Are you a fan of sapphic fiction and in the mood for a short uplifting grumpy sunshine, girl next door read? Then why not treat yourself to a quick pick me up – grab a glass of wine, cozy up by the fire, and visit Hooper Street.
Hooper Street
Sapphic fiction to melt your heart!
Turns out to make a difference, to change a life, or at the very least a perspective on life, you just need one person to be brave enough to be friendly and one person to have enough conscience to let them.
Blurb
When the optimistic and enthusiastic Abbie Lawrence moves in next door to the heartbroken and cynical Jem life on Hooper Street is never the same again.

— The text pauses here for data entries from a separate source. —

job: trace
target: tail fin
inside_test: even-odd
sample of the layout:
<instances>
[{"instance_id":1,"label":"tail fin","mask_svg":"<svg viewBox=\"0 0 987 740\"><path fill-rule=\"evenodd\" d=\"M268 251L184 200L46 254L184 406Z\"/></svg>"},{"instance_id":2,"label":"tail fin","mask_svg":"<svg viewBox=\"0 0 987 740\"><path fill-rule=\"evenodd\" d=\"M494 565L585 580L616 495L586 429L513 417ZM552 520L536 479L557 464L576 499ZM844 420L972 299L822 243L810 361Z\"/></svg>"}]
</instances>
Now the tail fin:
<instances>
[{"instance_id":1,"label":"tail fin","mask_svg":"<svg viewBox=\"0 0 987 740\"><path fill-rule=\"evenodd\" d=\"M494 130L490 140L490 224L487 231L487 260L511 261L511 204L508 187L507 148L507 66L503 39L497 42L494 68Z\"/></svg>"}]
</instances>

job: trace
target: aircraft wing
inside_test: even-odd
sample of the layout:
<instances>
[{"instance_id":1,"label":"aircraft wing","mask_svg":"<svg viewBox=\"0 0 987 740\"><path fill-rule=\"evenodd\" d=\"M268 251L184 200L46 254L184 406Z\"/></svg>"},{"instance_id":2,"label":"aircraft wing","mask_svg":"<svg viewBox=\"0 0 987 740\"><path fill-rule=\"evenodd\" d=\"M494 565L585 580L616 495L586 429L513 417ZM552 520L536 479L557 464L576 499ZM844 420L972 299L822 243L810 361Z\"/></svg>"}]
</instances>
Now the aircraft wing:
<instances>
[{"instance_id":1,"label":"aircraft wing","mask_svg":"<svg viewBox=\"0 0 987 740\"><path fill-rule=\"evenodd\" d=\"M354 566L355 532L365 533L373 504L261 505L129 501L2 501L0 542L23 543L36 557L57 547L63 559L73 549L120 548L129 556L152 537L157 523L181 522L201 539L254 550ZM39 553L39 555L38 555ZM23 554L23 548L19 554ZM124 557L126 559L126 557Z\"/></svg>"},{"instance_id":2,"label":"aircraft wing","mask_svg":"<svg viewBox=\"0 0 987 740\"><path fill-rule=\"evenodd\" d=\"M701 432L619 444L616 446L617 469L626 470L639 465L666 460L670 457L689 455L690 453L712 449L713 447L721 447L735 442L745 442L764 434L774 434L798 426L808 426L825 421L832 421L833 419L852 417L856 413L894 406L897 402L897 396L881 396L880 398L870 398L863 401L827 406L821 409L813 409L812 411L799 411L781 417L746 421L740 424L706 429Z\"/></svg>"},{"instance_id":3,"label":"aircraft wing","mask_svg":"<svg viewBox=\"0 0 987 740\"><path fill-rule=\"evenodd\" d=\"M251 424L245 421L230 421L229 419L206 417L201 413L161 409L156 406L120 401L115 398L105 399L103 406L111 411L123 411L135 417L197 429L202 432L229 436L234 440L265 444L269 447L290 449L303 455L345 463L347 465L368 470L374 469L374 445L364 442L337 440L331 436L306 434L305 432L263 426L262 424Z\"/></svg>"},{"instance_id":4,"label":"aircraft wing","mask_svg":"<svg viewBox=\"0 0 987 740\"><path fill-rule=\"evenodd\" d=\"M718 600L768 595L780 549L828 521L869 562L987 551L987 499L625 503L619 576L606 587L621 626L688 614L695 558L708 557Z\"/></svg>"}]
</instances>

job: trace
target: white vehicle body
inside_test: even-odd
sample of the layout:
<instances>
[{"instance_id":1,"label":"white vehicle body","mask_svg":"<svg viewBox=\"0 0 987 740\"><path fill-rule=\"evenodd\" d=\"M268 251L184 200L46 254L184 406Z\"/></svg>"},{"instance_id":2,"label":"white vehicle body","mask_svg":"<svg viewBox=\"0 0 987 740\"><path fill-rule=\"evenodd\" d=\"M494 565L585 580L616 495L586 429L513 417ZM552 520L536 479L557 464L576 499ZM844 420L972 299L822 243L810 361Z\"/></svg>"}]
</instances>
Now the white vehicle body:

Publication Date: Oct 2017
Ebook ASIN: B0768JNQF4
Length: 16 pages
Tropes & themes: Sapphic Short Story, Girl-Next-Door, Grumpy/Sunshine, Feel-Good
Available on Kindle Unlimited
What Readers and Reviewers Have To Say!
It’s incredible how much depth and beauty a person can make fit in 16 pages. This was so lovely, I’ve only been aware of it now, and having loved Love’s Portrait I thought I could trust Anna, and I’m glad I was right! – Patricia
A really charming [sapphic] short story. A pleasure to read. – Safist
Anna Larner makes you believe in her characters and ultimately hope for them to give into love. The story was short and sweet but ultimately full of promise. – Rainbow Literary Society
Short Extract
As streets go, Hooper Street wasn’t much of a looker. Rows of terraced houses bunched together like a set of teeth in a mouth that rarely smiled. White PVC windows, like the white of the eyes of someone gasping for air, stood out starkly against the red brick. The occasional hanging basket, with brash pansies gaudy and out of place, only seemed to make things worse. And there was an unsettling thin breeze, stalking the street half catching the air, like the breath of the dying.

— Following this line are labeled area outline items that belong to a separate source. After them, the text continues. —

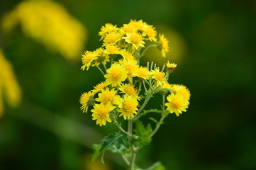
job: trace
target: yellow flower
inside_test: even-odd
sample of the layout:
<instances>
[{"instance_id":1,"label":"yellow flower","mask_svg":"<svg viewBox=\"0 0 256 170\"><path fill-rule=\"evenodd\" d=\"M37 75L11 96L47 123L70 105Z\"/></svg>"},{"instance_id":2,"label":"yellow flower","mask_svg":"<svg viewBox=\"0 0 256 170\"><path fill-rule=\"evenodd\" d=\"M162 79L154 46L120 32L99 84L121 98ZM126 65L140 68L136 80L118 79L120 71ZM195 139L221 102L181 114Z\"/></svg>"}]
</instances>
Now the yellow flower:
<instances>
[{"instance_id":1,"label":"yellow flower","mask_svg":"<svg viewBox=\"0 0 256 170\"><path fill-rule=\"evenodd\" d=\"M120 53L120 49L116 45L107 45L104 52L108 55L117 55Z\"/></svg>"},{"instance_id":2,"label":"yellow flower","mask_svg":"<svg viewBox=\"0 0 256 170\"><path fill-rule=\"evenodd\" d=\"M119 85L127 79L128 71L120 64L113 63L106 72L108 74L105 75L106 82L113 86Z\"/></svg>"},{"instance_id":3,"label":"yellow flower","mask_svg":"<svg viewBox=\"0 0 256 170\"><path fill-rule=\"evenodd\" d=\"M104 105L104 103L95 104L94 109L91 111L93 113L92 120L96 120L96 124L99 126L106 125L106 122L111 122L109 118L109 112L115 108L114 106L111 106L110 103Z\"/></svg>"},{"instance_id":4,"label":"yellow flower","mask_svg":"<svg viewBox=\"0 0 256 170\"><path fill-rule=\"evenodd\" d=\"M166 103L165 106L167 106L167 110L169 110L171 113L175 113L177 116L179 116L182 111L187 111L186 108L189 107L189 102L182 94L172 93L167 98L169 102Z\"/></svg>"},{"instance_id":5,"label":"yellow flower","mask_svg":"<svg viewBox=\"0 0 256 170\"><path fill-rule=\"evenodd\" d=\"M99 65L101 63L106 64L107 62L109 62L109 56L106 54L102 47L98 48L95 50L95 52L98 54L97 60L95 64Z\"/></svg>"},{"instance_id":6,"label":"yellow flower","mask_svg":"<svg viewBox=\"0 0 256 170\"><path fill-rule=\"evenodd\" d=\"M157 31L153 26L149 26L147 23L144 23L143 26L143 36L147 36L150 41L157 41Z\"/></svg>"},{"instance_id":7,"label":"yellow flower","mask_svg":"<svg viewBox=\"0 0 256 170\"><path fill-rule=\"evenodd\" d=\"M169 84L168 82L166 82L160 87L160 89L172 89L172 86L171 84Z\"/></svg>"},{"instance_id":8,"label":"yellow flower","mask_svg":"<svg viewBox=\"0 0 256 170\"><path fill-rule=\"evenodd\" d=\"M130 84L121 84L118 89L121 93L126 94L128 96L130 96L133 98L135 98L138 100L140 100L140 97L138 96L137 90L134 88L134 86Z\"/></svg>"},{"instance_id":9,"label":"yellow flower","mask_svg":"<svg viewBox=\"0 0 256 170\"><path fill-rule=\"evenodd\" d=\"M145 42L143 40L143 36L139 33L128 33L126 34L126 36L123 38L125 39L126 42L132 44L133 47L136 50L140 47L145 47Z\"/></svg>"},{"instance_id":10,"label":"yellow flower","mask_svg":"<svg viewBox=\"0 0 256 170\"><path fill-rule=\"evenodd\" d=\"M124 49L121 51L120 54L126 60L134 60L133 54L128 52L127 50L126 50Z\"/></svg>"},{"instance_id":11,"label":"yellow flower","mask_svg":"<svg viewBox=\"0 0 256 170\"><path fill-rule=\"evenodd\" d=\"M77 60L84 47L85 28L54 1L22 1L4 18L6 31L18 24L26 35L67 60Z\"/></svg>"},{"instance_id":12,"label":"yellow flower","mask_svg":"<svg viewBox=\"0 0 256 170\"><path fill-rule=\"evenodd\" d=\"M111 44L116 44L118 41L119 41L121 39L122 35L120 32L111 32L106 35L106 37L103 40L104 46L106 46L107 45Z\"/></svg>"},{"instance_id":13,"label":"yellow flower","mask_svg":"<svg viewBox=\"0 0 256 170\"><path fill-rule=\"evenodd\" d=\"M132 27L135 28L136 30L143 31L143 22L142 20L135 21L135 20L130 20L128 25L131 26Z\"/></svg>"},{"instance_id":14,"label":"yellow flower","mask_svg":"<svg viewBox=\"0 0 256 170\"><path fill-rule=\"evenodd\" d=\"M4 113L4 96L9 106L17 107L21 100L21 90L11 64L0 49L0 117Z\"/></svg>"},{"instance_id":15,"label":"yellow flower","mask_svg":"<svg viewBox=\"0 0 256 170\"><path fill-rule=\"evenodd\" d=\"M87 70L88 70L90 66L95 65L95 64L92 64L91 62L97 60L99 55L96 51L86 51L84 55L82 55L82 62L84 65L81 67L81 69L84 70L85 67L87 67Z\"/></svg>"},{"instance_id":16,"label":"yellow flower","mask_svg":"<svg viewBox=\"0 0 256 170\"><path fill-rule=\"evenodd\" d=\"M134 60L123 59L119 60L119 63L128 72L128 75L131 76L134 76L133 74L135 73L139 67L139 66L137 65L137 61Z\"/></svg>"},{"instance_id":17,"label":"yellow flower","mask_svg":"<svg viewBox=\"0 0 256 170\"><path fill-rule=\"evenodd\" d=\"M118 106L120 108L118 111L121 113L120 117L123 116L125 120L133 118L134 114L136 114L138 110L137 106L138 103L135 98L130 96L125 96L121 98L121 104Z\"/></svg>"},{"instance_id":18,"label":"yellow flower","mask_svg":"<svg viewBox=\"0 0 256 170\"><path fill-rule=\"evenodd\" d=\"M165 53L169 52L169 46L168 46L169 41L165 37L163 34L159 35L159 43L160 43L160 48L161 50L161 55L162 57L166 57Z\"/></svg>"},{"instance_id":19,"label":"yellow flower","mask_svg":"<svg viewBox=\"0 0 256 170\"><path fill-rule=\"evenodd\" d=\"M94 89L92 90L91 91L96 94L96 93L101 91L101 90L103 90L106 86L107 86L107 85L106 84L105 82L101 82L101 83L99 83L97 85L96 85L94 86Z\"/></svg>"},{"instance_id":20,"label":"yellow flower","mask_svg":"<svg viewBox=\"0 0 256 170\"><path fill-rule=\"evenodd\" d=\"M130 24L123 24L120 31L123 33L123 34L126 34L126 33L135 33L137 31L137 29Z\"/></svg>"},{"instance_id":21,"label":"yellow flower","mask_svg":"<svg viewBox=\"0 0 256 170\"><path fill-rule=\"evenodd\" d=\"M172 84L172 89L177 94L182 94L186 100L190 99L190 91L185 86L182 84Z\"/></svg>"},{"instance_id":22,"label":"yellow flower","mask_svg":"<svg viewBox=\"0 0 256 170\"><path fill-rule=\"evenodd\" d=\"M102 89L101 93L99 94L99 98L96 98L95 101L101 102L104 105L110 103L113 105L118 105L120 103L120 96L116 95L117 93L114 89L109 91L108 88L106 90Z\"/></svg>"},{"instance_id":23,"label":"yellow flower","mask_svg":"<svg viewBox=\"0 0 256 170\"><path fill-rule=\"evenodd\" d=\"M152 71L152 78L157 81L157 86L161 86L166 82L165 77L165 73L160 72L159 69L156 69L155 71Z\"/></svg>"},{"instance_id":24,"label":"yellow flower","mask_svg":"<svg viewBox=\"0 0 256 170\"><path fill-rule=\"evenodd\" d=\"M102 26L101 31L99 32L99 35L101 37L101 40L103 40L106 35L118 30L119 28L116 28L116 26L113 26L111 23L106 23L104 26Z\"/></svg>"},{"instance_id":25,"label":"yellow flower","mask_svg":"<svg viewBox=\"0 0 256 170\"><path fill-rule=\"evenodd\" d=\"M174 63L169 63L169 60L167 62L167 63L166 64L166 67L167 68L167 69L170 69L170 70L173 70L174 69L175 69L177 67L177 64Z\"/></svg>"},{"instance_id":26,"label":"yellow flower","mask_svg":"<svg viewBox=\"0 0 256 170\"><path fill-rule=\"evenodd\" d=\"M140 66L136 70L134 75L143 79L150 79L150 74L147 67Z\"/></svg>"},{"instance_id":27,"label":"yellow flower","mask_svg":"<svg viewBox=\"0 0 256 170\"><path fill-rule=\"evenodd\" d=\"M87 112L88 107L92 106L94 103L94 93L91 91L84 93L82 94L79 101L80 104L82 104L81 110L83 110L84 113Z\"/></svg>"}]
</instances>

You wouldn’t set out to live in Hooper Street; you would likely just find yourself there. For it was neither city not suburb; but something in between, a gap if you will, where if you were not careful your hope and ambition might disappear, unnoticed.
So, unsurprisingly, it is not the first place you would expect to find love. Like a daisy growing in a drainpipe it would simply have no business being there.

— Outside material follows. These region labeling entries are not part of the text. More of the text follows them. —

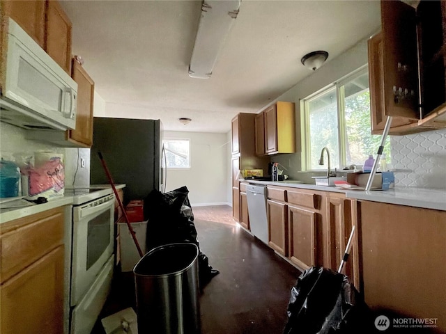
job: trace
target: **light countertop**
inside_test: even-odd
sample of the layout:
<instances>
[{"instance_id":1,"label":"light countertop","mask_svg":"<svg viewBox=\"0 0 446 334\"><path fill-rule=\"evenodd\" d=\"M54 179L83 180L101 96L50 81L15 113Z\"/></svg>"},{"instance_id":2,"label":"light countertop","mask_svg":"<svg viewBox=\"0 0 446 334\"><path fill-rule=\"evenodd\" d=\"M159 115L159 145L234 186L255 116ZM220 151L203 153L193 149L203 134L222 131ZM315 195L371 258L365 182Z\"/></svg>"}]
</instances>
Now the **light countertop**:
<instances>
[{"instance_id":1,"label":"light countertop","mask_svg":"<svg viewBox=\"0 0 446 334\"><path fill-rule=\"evenodd\" d=\"M386 191L348 190L346 196L357 200L446 211L446 190L399 187Z\"/></svg>"},{"instance_id":2,"label":"light countertop","mask_svg":"<svg viewBox=\"0 0 446 334\"><path fill-rule=\"evenodd\" d=\"M115 186L118 189L125 187L125 184L115 184ZM90 186L90 188L101 189L98 193L97 193L99 196L105 196L113 193L112 186L107 184L94 184ZM68 189L67 187L66 190ZM55 207L71 205L73 203L73 198L74 196L66 195L51 198L46 203L11 209L2 209L0 205L0 224L31 214L38 214Z\"/></svg>"},{"instance_id":3,"label":"light countertop","mask_svg":"<svg viewBox=\"0 0 446 334\"><path fill-rule=\"evenodd\" d=\"M298 182L287 182L286 180L270 182L240 180L240 181L255 184L345 193L346 197L348 198L446 211L446 190L444 189L396 186L394 189L386 191L371 190L364 191L346 190L336 186L316 186L316 184L307 184L298 183Z\"/></svg>"}]
</instances>

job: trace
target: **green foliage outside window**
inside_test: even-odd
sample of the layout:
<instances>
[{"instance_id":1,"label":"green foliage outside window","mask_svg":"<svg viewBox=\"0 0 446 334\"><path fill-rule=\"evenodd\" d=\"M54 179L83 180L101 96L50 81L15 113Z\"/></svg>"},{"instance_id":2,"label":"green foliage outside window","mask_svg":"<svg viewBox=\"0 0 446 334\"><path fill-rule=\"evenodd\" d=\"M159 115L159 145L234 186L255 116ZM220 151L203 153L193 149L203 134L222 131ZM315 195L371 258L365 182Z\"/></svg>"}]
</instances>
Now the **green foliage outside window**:
<instances>
[{"instance_id":1,"label":"green foliage outside window","mask_svg":"<svg viewBox=\"0 0 446 334\"><path fill-rule=\"evenodd\" d=\"M307 132L307 169L326 169L318 164L322 148L330 152L331 167L362 166L369 154L376 157L381 135L372 135L369 75L362 70L317 95L304 100ZM339 109L339 110L338 110ZM387 161L390 144L384 146Z\"/></svg>"}]
</instances>

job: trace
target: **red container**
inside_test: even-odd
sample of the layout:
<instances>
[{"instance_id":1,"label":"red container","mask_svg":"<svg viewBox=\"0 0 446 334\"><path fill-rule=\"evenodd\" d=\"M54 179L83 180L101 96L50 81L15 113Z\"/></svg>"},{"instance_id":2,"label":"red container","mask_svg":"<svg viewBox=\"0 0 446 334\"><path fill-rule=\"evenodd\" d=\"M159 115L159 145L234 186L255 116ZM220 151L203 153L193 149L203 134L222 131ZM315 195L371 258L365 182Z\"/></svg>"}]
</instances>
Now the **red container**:
<instances>
[{"instance_id":1,"label":"red container","mask_svg":"<svg viewBox=\"0 0 446 334\"><path fill-rule=\"evenodd\" d=\"M125 213L129 223L138 223L144 221L144 202L142 200L130 200L125 206Z\"/></svg>"}]
</instances>

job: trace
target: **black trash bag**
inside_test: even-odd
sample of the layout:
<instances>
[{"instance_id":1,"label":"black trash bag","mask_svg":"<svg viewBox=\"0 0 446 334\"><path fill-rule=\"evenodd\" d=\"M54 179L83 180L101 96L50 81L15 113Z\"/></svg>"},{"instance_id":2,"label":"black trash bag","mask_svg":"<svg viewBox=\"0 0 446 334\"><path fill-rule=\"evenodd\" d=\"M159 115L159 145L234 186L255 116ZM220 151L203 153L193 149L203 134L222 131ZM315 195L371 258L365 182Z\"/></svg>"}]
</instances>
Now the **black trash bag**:
<instances>
[{"instance_id":1,"label":"black trash bag","mask_svg":"<svg viewBox=\"0 0 446 334\"><path fill-rule=\"evenodd\" d=\"M312 267L291 289L284 334L373 333L371 312L348 278Z\"/></svg>"},{"instance_id":2,"label":"black trash bag","mask_svg":"<svg viewBox=\"0 0 446 334\"><path fill-rule=\"evenodd\" d=\"M147 223L146 248L177 242L190 242L199 248L199 274L202 287L220 273L209 265L208 257L200 250L194 225L194 214L185 186L163 193L153 190L144 200L144 217Z\"/></svg>"}]
</instances>

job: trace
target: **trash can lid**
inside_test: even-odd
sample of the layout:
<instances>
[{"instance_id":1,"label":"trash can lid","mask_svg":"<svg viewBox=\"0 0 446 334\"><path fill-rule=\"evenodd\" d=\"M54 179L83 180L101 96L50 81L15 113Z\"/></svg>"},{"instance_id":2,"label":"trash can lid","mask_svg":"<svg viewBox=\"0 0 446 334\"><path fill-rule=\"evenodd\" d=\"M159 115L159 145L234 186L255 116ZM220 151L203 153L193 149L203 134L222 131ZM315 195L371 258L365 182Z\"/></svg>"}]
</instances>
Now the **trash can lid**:
<instances>
[{"instance_id":1,"label":"trash can lid","mask_svg":"<svg viewBox=\"0 0 446 334\"><path fill-rule=\"evenodd\" d=\"M197 245L188 243L169 244L150 250L134 266L139 276L176 275L188 269L198 258Z\"/></svg>"}]
</instances>

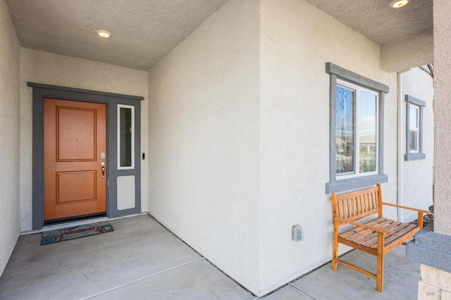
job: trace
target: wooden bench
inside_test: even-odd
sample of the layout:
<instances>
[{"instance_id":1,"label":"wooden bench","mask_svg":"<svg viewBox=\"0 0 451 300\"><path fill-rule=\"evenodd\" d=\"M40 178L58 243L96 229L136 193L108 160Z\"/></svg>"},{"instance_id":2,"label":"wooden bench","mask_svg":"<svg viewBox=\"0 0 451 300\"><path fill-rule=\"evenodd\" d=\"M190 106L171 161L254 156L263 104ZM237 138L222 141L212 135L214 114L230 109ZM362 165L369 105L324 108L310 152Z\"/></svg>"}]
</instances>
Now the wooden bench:
<instances>
[{"instance_id":1,"label":"wooden bench","mask_svg":"<svg viewBox=\"0 0 451 300\"><path fill-rule=\"evenodd\" d=\"M333 253L332 265L341 263L376 279L378 291L383 290L383 256L412 238L423 228L423 214L428 211L382 201L381 185L375 187L337 195L331 194L333 211ZM395 206L418 213L418 225L403 223L383 216L383 206ZM377 217L370 218L377 213ZM369 220L366 218L368 217ZM365 218L365 220L362 220ZM340 231L340 227L351 227ZM377 256L376 274L338 258L338 243Z\"/></svg>"}]
</instances>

It was a Tuesday when I first met Abbie, I know it was a Tuesday because that’s the day in the week the bin men come, whipping up an instant storm of sound as their hungry lorries hiss, jaws grinding, and the empty bins wheeled down the street rumble like passing thunder.
I remember that I was trying not to dwell on why bin day had become the highlight of my week, when over my left shoulder I heard a voice, like a bird on a branch chattering away for a reason unknown to mankind.